When I began ministry at Richfield UMC, I was the first woman appointed as Lead Pastor. It became clear that there was some swirl of unease and unhappy about that. It also became clear that there was plenty of ease and happy about it as well.
At my introductory interview, one of the good men seated at the table informed me that the lead pastor always led the Men’s Bible Study at 8:00 AM on Wednesday mornings. He shared that information as a way to inform me that come Wednesday, I would be studying scripture with men of the church.
And so I did and so I do.
The group of men gathered on Wednesday mornings has powerfully impacted my ministry. From the grand vantage point of more than ten years of life shared, I am poignantly aware that being able to share life and faith with the men gathered every week has helped me to grow as person and as pastor.
I have fallen in love many times over with the cast of goodness, wisdom and heart brought to the table by each of the men.
Learning to love is not without pain.
“My guys” are dying. I just concluded the funeral of a man grounded and near illegally funny. He would take in what was going on around him and with impeccable timing he would lob out a one-liner that split us wide open with laughter. He was a man who loved tenderly and largely. I will miss Charlie greatly.
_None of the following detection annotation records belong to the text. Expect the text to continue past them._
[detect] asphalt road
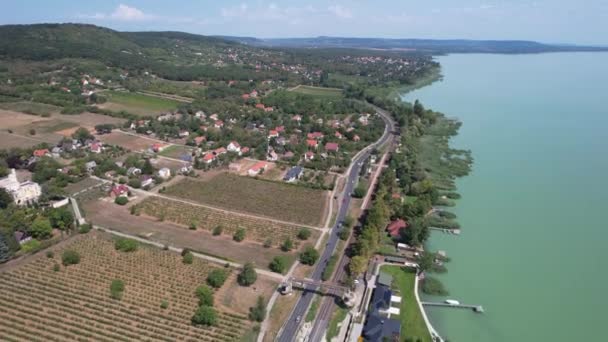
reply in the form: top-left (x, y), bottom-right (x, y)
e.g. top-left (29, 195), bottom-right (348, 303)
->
top-left (278, 108), bottom-right (395, 342)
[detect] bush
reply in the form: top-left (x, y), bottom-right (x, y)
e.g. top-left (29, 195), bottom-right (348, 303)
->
top-left (207, 269), bottom-right (228, 289)
top-left (268, 256), bottom-right (287, 273)
top-left (232, 228), bottom-right (245, 242)
top-left (182, 252), bottom-right (194, 265)
top-left (78, 223), bottom-right (91, 234)
top-left (281, 238), bottom-right (293, 252)
top-left (61, 250), bottom-right (80, 266)
top-left (195, 285), bottom-right (213, 306)
top-left (249, 296), bottom-right (266, 322)
top-left (236, 262), bottom-right (258, 286)
top-left (110, 279), bottom-right (125, 300)
top-left (192, 306), bottom-right (217, 326)
top-left (114, 196), bottom-right (129, 205)
top-left (114, 238), bottom-right (138, 252)
top-left (298, 228), bottom-right (312, 240)
top-left (300, 246), bottom-right (319, 266)
top-left (127, 178), bottom-right (141, 189)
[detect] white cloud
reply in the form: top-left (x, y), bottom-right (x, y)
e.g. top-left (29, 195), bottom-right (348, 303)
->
top-left (76, 4), bottom-right (194, 23)
top-left (327, 5), bottom-right (353, 19)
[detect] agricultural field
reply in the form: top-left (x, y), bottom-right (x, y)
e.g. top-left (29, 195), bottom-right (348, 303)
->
top-left (0, 101), bottom-right (61, 116)
top-left (132, 196), bottom-right (318, 245)
top-left (99, 91), bottom-right (180, 116)
top-left (0, 232), bottom-right (255, 341)
top-left (97, 130), bottom-right (158, 151)
top-left (291, 85), bottom-right (342, 98)
top-left (164, 173), bottom-right (328, 226)
top-left (83, 199), bottom-right (296, 268)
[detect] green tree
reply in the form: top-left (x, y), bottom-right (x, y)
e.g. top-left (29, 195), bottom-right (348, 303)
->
top-left (195, 285), bottom-right (213, 306)
top-left (300, 245), bottom-right (319, 266)
top-left (207, 269), bottom-right (228, 289)
top-left (72, 127), bottom-right (94, 142)
top-left (236, 262), bottom-right (258, 286)
top-left (281, 238), bottom-right (293, 252)
top-left (114, 237), bottom-right (138, 252)
top-left (30, 216), bottom-right (53, 239)
top-left (232, 228), bottom-right (245, 242)
top-left (48, 207), bottom-right (74, 230)
top-left (61, 250), bottom-right (80, 266)
top-left (0, 188), bottom-right (13, 209)
top-left (298, 228), bottom-right (312, 240)
top-left (249, 296), bottom-right (266, 322)
top-left (192, 305), bottom-right (217, 326)
top-left (268, 256), bottom-right (287, 273)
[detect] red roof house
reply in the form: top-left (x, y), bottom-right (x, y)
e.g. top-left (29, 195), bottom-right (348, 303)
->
top-left (386, 219), bottom-right (407, 237)
top-left (34, 148), bottom-right (49, 157)
top-left (325, 143), bottom-right (340, 152)
top-left (110, 184), bottom-right (129, 197)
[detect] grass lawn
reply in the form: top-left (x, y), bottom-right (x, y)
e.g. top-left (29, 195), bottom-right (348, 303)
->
top-left (306, 296), bottom-right (321, 322)
top-left (325, 306), bottom-right (348, 341)
top-left (103, 91), bottom-right (179, 115)
top-left (380, 265), bottom-right (432, 342)
top-left (165, 173), bottom-right (327, 226)
top-left (292, 85), bottom-right (342, 98)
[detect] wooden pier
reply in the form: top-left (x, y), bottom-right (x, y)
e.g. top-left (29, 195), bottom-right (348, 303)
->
top-left (421, 302), bottom-right (483, 313)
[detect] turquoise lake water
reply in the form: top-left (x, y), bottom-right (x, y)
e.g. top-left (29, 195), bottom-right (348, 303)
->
top-left (404, 53), bottom-right (608, 342)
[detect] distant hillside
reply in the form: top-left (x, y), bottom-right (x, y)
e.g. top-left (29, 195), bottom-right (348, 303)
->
top-left (223, 37), bottom-right (608, 54)
top-left (0, 24), bottom-right (277, 80)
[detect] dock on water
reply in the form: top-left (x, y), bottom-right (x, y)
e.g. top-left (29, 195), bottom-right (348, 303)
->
top-left (421, 302), bottom-right (483, 313)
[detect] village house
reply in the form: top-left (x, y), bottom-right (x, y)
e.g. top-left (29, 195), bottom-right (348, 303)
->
top-left (0, 169), bottom-right (42, 205)
top-left (304, 151), bottom-right (315, 161)
top-left (247, 161), bottom-right (268, 177)
top-left (110, 184), bottom-right (129, 197)
top-left (386, 219), bottom-right (408, 238)
top-left (158, 167), bottom-right (171, 179)
top-left (283, 165), bottom-right (304, 183)
top-left (226, 141), bottom-right (241, 155)
top-left (306, 139), bottom-right (319, 149)
top-left (89, 141), bottom-right (103, 153)
top-left (194, 137), bottom-right (207, 146)
top-left (84, 160), bottom-right (97, 173)
top-left (203, 153), bottom-right (215, 164)
top-left (325, 143), bottom-right (340, 152)
top-left (33, 148), bottom-right (50, 158)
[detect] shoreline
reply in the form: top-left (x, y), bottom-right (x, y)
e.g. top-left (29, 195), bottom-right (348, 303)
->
top-left (396, 66), bottom-right (468, 342)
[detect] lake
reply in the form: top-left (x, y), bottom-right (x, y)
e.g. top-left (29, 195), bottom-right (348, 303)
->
top-left (404, 53), bottom-right (608, 342)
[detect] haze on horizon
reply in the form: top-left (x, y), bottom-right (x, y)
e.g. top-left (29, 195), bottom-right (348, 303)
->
top-left (0, 0), bottom-right (608, 46)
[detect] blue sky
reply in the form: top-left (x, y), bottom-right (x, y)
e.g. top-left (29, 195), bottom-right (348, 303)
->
top-left (0, 0), bottom-right (608, 45)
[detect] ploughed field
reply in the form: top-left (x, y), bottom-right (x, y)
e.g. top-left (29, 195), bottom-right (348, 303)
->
top-left (163, 173), bottom-right (327, 226)
top-left (0, 233), bottom-right (251, 341)
top-left (137, 196), bottom-right (315, 245)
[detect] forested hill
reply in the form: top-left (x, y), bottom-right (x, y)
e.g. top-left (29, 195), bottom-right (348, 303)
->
top-left (223, 37), bottom-right (608, 54)
top-left (0, 24), bottom-right (280, 80)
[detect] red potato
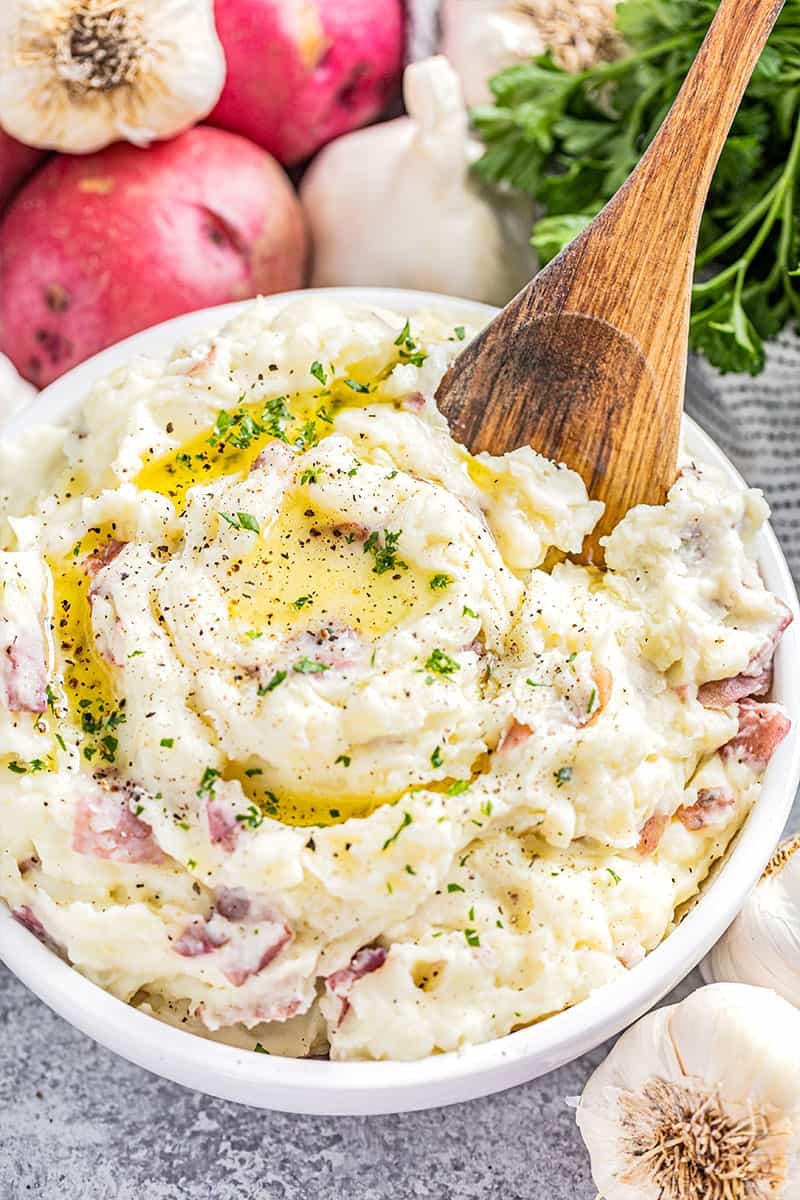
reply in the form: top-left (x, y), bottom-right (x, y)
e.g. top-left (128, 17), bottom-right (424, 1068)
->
top-left (209, 0), bottom-right (403, 163)
top-left (0, 130), bottom-right (44, 208)
top-left (0, 127), bottom-right (306, 386)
As I was readying to lead a wedding on the day of Charlie’s funeral, I picked up the phone to check on another one of my teachers. He has been struggling with cancer as long as I have known him. He has done so with the kind of grace and willingness to be honest about challenge that has marked his being in the world. The cancer is run amok in his body. He is dying.
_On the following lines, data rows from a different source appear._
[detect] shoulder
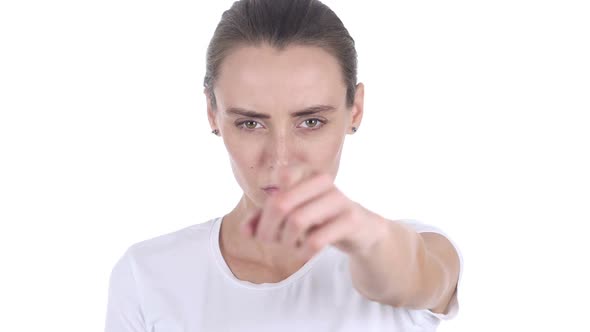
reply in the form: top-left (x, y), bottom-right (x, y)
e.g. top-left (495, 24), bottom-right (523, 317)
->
top-left (123, 218), bottom-right (217, 265)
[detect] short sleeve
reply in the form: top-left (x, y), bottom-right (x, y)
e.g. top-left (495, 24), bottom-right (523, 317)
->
top-left (105, 249), bottom-right (146, 332)
top-left (400, 219), bottom-right (463, 320)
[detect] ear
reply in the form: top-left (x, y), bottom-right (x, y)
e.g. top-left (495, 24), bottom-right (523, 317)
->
top-left (203, 88), bottom-right (221, 134)
top-left (349, 83), bottom-right (365, 133)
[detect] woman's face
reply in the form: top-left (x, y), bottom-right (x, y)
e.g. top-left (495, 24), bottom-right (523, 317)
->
top-left (207, 45), bottom-right (364, 206)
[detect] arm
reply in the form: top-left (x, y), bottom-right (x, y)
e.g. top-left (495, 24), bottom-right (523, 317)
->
top-left (350, 220), bottom-right (459, 313)
top-left (104, 252), bottom-right (146, 332)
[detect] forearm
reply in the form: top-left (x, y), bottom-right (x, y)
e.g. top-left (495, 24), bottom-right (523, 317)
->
top-left (350, 220), bottom-right (440, 308)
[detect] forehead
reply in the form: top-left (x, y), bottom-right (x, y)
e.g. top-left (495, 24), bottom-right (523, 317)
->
top-left (215, 45), bottom-right (346, 111)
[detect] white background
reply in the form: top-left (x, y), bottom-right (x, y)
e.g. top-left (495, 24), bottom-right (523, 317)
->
top-left (0, 0), bottom-right (590, 331)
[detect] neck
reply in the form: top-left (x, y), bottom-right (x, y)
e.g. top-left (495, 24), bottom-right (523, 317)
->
top-left (220, 195), bottom-right (305, 269)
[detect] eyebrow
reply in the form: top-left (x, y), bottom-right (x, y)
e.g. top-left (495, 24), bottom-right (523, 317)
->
top-left (225, 105), bottom-right (336, 119)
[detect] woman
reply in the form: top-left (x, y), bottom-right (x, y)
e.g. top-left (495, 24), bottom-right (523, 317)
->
top-left (106, 0), bottom-right (461, 332)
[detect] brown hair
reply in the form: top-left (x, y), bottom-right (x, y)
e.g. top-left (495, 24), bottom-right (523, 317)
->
top-left (203, 0), bottom-right (357, 109)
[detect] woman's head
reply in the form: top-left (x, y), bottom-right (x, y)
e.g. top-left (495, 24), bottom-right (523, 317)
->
top-left (204, 0), bottom-right (364, 205)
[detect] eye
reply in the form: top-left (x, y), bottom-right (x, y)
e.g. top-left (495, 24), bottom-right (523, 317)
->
top-left (236, 120), bottom-right (258, 130)
top-left (303, 118), bottom-right (327, 130)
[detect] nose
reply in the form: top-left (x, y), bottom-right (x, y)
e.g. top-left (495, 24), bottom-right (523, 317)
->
top-left (269, 133), bottom-right (297, 169)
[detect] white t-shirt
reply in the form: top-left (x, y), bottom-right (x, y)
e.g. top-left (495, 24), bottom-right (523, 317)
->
top-left (105, 217), bottom-right (463, 332)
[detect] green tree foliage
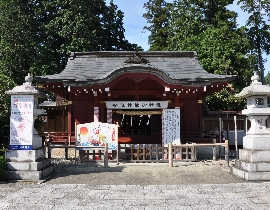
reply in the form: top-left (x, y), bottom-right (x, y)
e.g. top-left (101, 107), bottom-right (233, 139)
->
top-left (143, 0), bottom-right (256, 110)
top-left (0, 0), bottom-right (38, 83)
top-left (238, 0), bottom-right (270, 84)
top-left (143, 0), bottom-right (172, 51)
top-left (206, 88), bottom-right (247, 111)
top-left (264, 72), bottom-right (270, 85)
top-left (167, 0), bottom-right (252, 90)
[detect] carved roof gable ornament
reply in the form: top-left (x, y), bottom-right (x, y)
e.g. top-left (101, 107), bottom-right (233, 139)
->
top-left (125, 52), bottom-right (149, 64)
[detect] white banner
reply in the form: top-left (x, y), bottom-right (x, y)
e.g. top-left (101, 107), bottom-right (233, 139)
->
top-left (162, 109), bottom-right (181, 146)
top-left (106, 101), bottom-right (168, 109)
top-left (9, 95), bottom-right (34, 150)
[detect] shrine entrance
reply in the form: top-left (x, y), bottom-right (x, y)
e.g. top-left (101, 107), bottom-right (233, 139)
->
top-left (112, 110), bottom-right (162, 144)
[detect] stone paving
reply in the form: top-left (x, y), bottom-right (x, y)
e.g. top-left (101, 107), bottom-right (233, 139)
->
top-left (0, 182), bottom-right (270, 210)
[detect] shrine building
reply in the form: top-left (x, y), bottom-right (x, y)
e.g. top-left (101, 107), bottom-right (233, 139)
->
top-left (36, 51), bottom-right (235, 144)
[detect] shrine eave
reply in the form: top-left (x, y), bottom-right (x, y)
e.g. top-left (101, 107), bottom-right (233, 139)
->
top-left (36, 51), bottom-right (235, 86)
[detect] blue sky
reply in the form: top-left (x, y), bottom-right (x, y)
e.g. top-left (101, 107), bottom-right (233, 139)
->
top-left (106, 0), bottom-right (270, 76)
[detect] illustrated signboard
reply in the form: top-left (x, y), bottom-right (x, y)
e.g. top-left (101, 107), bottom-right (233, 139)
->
top-left (76, 122), bottom-right (118, 150)
top-left (9, 95), bottom-right (34, 150)
top-left (162, 109), bottom-right (181, 146)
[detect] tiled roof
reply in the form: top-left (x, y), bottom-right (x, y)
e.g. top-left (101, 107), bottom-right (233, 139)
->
top-left (36, 51), bottom-right (235, 85)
When I came to Richfield, he observed the antics of some of the not-so-keen-on-having-a-woman-pastor folk. He saw it going on and took upon himself the role of mediator and protector. Respected by his peers, he sought to grow understanding and grace and he had my back and forevermore he has my heart.
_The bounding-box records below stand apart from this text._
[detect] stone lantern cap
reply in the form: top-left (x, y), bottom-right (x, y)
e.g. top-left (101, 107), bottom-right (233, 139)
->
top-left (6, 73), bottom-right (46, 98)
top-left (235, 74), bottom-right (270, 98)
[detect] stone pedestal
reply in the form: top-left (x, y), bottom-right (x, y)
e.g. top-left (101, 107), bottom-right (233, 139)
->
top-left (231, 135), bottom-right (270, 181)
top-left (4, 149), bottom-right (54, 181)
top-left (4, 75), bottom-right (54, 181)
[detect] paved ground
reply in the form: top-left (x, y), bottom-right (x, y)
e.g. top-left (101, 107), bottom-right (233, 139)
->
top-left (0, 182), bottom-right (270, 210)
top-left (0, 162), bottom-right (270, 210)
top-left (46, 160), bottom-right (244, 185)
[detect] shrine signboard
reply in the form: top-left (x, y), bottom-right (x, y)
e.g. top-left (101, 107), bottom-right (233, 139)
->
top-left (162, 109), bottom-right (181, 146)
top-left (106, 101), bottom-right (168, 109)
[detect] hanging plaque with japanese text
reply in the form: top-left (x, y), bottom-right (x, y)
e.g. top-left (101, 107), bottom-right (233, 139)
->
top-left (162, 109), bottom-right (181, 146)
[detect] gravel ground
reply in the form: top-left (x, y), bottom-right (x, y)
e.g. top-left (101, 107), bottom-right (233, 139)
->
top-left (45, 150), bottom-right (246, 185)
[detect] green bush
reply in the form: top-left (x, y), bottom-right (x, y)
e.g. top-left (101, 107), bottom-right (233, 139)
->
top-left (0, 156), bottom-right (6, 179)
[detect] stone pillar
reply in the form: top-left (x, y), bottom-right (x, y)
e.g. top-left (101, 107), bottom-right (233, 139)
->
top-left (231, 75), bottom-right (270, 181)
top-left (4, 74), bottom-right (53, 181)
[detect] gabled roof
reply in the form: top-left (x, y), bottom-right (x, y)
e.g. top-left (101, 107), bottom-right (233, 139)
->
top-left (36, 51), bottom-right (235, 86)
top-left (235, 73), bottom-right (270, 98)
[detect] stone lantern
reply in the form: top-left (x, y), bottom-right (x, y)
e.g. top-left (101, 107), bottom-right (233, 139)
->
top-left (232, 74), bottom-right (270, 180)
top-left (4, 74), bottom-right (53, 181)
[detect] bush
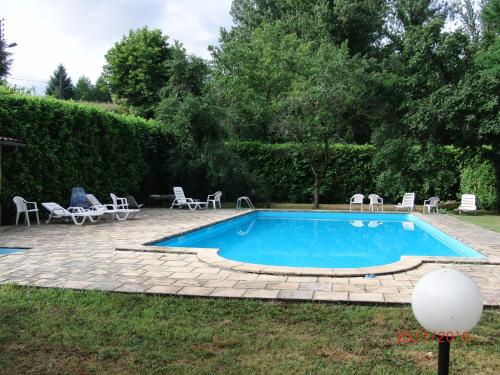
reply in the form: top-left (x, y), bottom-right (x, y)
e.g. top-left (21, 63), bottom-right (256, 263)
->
top-left (460, 159), bottom-right (496, 210)
top-left (0, 88), bottom-right (158, 223)
top-left (232, 142), bottom-right (374, 203)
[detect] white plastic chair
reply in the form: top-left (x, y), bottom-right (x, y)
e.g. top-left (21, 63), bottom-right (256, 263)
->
top-left (12, 196), bottom-right (40, 227)
top-left (401, 221), bottom-right (415, 231)
top-left (395, 193), bottom-right (415, 212)
top-left (349, 220), bottom-right (365, 228)
top-left (349, 194), bottom-right (365, 211)
top-left (170, 186), bottom-right (208, 211)
top-left (109, 193), bottom-right (141, 221)
top-left (207, 191), bottom-right (222, 208)
top-left (368, 194), bottom-right (384, 212)
top-left (85, 194), bottom-right (119, 220)
top-left (422, 197), bottom-right (439, 214)
top-left (42, 202), bottom-right (102, 225)
top-left (458, 194), bottom-right (477, 215)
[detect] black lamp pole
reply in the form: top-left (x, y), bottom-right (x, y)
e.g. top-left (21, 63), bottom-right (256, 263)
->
top-left (438, 336), bottom-right (450, 375)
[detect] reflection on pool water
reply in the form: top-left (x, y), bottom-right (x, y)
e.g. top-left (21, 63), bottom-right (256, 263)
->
top-left (155, 211), bottom-right (483, 268)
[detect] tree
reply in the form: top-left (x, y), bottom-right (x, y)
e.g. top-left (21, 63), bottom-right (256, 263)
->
top-left (275, 43), bottom-right (366, 208)
top-left (481, 0), bottom-right (500, 39)
top-left (386, 0), bottom-right (450, 50)
top-left (0, 20), bottom-right (12, 80)
top-left (453, 0), bottom-right (484, 42)
top-left (75, 76), bottom-right (95, 101)
top-left (93, 74), bottom-right (111, 102)
top-left (227, 0), bottom-right (388, 54)
top-left (104, 27), bottom-right (172, 117)
top-left (45, 64), bottom-right (75, 99)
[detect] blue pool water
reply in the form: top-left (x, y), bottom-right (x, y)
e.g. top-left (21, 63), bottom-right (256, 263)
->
top-left (154, 211), bottom-right (483, 268)
top-left (0, 247), bottom-right (24, 255)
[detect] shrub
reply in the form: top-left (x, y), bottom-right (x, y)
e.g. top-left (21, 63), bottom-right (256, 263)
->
top-left (460, 159), bottom-right (496, 210)
top-left (0, 89), bottom-right (157, 223)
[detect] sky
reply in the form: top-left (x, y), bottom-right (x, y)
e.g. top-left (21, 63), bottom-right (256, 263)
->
top-left (0, 0), bottom-right (232, 95)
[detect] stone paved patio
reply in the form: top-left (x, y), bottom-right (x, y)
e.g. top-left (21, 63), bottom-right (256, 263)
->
top-left (0, 209), bottom-right (500, 307)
He lived his discipleship in the trenches of church muck; heroic Jesus-following for sure.
I’m not sure how to live my thanks for the love shared with these and so many other fine souls whose lives have blessed and stretched me. I can tell their stories at funerals and hear the hearts of their families as they grieve and share the good news of ongoing life in the heart of Jesus and all these things are true and so too is this:
Love is grand and life is peopled with stunning glory and my heart beats gratitude and grief.
A wonder it is to love and be loved.